Registration is free & open to public
Registration deadline is March 15th
March 22nd-24, 2023
Kincaid 102
Students should bring a laptop that has at least 8GB of RAM, 80GB of memory, and 2.3 GHz of processing power. Basically, any laptop made since 2015 should be fine.
Before the workshop you will need to do the following:
- Install Matlab
- Install SPM
- Install the Conn Toolbox
The course website (under construction) is here.
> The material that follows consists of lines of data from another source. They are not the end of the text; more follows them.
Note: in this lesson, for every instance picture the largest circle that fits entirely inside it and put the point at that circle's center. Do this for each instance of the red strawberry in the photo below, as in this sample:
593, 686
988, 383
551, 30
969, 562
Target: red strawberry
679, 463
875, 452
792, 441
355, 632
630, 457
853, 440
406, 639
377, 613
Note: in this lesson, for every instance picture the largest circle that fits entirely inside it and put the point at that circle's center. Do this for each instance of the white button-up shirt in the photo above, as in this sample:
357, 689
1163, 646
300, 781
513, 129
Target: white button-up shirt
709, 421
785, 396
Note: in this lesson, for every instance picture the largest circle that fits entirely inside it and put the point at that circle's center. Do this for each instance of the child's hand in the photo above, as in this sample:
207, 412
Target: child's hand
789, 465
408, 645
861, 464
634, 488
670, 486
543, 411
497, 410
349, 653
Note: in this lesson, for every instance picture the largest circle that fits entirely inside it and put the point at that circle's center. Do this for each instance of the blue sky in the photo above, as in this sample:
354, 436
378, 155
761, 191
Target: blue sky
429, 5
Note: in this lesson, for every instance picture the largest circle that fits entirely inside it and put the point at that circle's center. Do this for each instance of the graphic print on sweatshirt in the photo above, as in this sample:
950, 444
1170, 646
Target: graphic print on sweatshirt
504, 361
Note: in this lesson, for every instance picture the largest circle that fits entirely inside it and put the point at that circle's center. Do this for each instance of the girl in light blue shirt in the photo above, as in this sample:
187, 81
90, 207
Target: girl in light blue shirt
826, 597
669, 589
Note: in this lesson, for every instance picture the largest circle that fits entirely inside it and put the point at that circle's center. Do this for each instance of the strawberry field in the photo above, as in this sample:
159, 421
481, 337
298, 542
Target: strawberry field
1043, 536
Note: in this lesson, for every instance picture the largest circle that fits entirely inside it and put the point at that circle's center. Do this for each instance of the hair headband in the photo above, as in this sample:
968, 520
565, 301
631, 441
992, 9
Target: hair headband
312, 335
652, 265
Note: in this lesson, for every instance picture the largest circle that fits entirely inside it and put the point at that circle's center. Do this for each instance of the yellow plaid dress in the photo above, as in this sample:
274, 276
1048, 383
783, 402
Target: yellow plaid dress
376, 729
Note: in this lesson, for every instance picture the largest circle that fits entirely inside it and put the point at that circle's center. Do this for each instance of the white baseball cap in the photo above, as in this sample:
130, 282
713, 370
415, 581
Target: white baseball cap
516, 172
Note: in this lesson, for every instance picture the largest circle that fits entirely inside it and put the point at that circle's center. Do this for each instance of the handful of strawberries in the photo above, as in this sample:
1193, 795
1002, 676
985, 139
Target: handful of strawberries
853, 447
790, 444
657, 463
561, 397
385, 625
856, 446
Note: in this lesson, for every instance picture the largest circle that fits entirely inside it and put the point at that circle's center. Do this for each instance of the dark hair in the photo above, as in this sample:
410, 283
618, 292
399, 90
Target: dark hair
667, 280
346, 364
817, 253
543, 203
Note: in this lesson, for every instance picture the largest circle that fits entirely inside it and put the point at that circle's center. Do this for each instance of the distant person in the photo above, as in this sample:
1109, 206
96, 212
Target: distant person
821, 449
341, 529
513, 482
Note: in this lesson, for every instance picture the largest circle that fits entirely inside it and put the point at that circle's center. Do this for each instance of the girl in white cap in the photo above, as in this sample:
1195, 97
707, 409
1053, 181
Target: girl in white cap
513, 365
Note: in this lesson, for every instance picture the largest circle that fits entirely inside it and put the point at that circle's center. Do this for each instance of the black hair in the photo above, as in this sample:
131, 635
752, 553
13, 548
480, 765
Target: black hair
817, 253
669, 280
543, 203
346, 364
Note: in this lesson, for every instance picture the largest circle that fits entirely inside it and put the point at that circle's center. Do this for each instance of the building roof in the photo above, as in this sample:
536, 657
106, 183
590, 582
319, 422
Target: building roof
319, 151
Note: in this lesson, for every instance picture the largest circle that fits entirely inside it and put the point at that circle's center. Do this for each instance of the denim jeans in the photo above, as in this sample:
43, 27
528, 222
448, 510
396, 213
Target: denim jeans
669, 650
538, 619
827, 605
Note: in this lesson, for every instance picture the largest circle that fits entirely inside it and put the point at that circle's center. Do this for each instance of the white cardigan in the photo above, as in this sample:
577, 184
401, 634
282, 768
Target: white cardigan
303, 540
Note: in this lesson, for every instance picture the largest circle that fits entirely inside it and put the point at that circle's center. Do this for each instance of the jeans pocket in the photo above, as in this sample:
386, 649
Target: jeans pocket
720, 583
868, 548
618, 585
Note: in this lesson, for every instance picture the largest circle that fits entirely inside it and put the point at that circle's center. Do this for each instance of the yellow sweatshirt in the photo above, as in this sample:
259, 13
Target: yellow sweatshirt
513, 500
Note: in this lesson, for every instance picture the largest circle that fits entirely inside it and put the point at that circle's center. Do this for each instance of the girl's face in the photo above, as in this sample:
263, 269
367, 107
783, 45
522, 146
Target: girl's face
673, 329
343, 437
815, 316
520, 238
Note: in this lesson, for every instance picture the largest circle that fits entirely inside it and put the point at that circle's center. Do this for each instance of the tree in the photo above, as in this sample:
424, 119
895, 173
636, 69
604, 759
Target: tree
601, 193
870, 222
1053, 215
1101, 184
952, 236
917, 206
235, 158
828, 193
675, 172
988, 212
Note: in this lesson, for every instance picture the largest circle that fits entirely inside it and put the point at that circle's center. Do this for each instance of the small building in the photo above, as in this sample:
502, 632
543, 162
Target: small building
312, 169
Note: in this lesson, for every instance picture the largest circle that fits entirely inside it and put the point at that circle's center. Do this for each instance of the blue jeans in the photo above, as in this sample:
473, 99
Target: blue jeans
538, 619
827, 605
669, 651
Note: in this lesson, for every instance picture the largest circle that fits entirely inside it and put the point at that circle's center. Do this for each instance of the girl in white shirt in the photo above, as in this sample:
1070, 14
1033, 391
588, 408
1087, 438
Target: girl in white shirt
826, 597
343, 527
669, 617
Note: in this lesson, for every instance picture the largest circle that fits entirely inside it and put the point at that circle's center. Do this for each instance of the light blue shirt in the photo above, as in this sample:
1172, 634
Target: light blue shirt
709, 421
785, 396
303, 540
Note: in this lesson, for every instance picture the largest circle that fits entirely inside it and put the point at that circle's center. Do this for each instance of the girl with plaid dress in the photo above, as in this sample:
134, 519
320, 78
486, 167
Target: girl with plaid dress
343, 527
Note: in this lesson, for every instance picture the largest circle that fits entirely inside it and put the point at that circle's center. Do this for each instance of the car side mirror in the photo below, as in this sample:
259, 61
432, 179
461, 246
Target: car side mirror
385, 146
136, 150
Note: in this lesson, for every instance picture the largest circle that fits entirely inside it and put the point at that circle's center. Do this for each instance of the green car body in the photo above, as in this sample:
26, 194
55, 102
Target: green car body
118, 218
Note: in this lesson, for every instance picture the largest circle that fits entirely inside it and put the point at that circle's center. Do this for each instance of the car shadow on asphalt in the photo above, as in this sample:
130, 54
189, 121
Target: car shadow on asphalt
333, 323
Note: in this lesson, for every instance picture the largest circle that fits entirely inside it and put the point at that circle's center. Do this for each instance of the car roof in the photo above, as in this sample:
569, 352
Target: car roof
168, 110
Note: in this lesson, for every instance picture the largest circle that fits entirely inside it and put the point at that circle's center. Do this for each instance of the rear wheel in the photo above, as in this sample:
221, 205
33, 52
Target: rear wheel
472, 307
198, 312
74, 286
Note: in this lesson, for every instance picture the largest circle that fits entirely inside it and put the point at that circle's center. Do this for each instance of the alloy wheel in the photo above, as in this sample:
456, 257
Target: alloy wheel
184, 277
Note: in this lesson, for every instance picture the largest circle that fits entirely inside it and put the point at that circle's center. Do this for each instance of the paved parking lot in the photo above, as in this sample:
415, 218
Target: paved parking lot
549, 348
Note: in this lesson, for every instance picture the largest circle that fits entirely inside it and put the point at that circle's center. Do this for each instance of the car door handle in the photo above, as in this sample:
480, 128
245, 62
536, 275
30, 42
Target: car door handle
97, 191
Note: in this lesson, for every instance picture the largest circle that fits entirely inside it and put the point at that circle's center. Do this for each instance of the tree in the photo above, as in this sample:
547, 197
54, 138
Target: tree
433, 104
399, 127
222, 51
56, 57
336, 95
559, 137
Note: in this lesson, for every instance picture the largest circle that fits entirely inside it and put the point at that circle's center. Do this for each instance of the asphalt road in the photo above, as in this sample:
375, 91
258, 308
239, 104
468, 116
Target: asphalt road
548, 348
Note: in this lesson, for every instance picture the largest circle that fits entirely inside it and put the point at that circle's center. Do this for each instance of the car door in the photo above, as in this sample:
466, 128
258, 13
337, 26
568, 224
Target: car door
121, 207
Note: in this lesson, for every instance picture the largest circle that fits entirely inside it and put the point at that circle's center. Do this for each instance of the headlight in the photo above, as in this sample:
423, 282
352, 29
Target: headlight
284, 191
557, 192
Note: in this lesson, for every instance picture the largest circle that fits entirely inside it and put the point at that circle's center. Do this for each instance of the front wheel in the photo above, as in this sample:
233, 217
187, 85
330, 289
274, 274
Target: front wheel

CHN will provide additional instructions (and support if you run into difficulties) closer to the time of the workshop. If you need to be provided with a laptop please email Ione Fine (ionefine@uw.edu) letting me know whether you’d prefer a Mac or PC and I’ll find one for you.
Wednesday, March 22
10 am – 4 pm Functional connectivity and the CONN toolbox I
Functional connectivity and the CONN toolbox: This will be an introduction to the basic functions of the CONN toolbox, including preprocessing, denoising, and which covariates to include during modeling for both resting-state and task-based connectivity. We will review basic quality assurance checks, how to use the results viewer to create appropriately corrected figures, and how to export the connectivity maps for use with other software packages. In addition, we will learn how to perform analyses between groups, between time-points, and how to correlate individual differences with functional connectivity measures.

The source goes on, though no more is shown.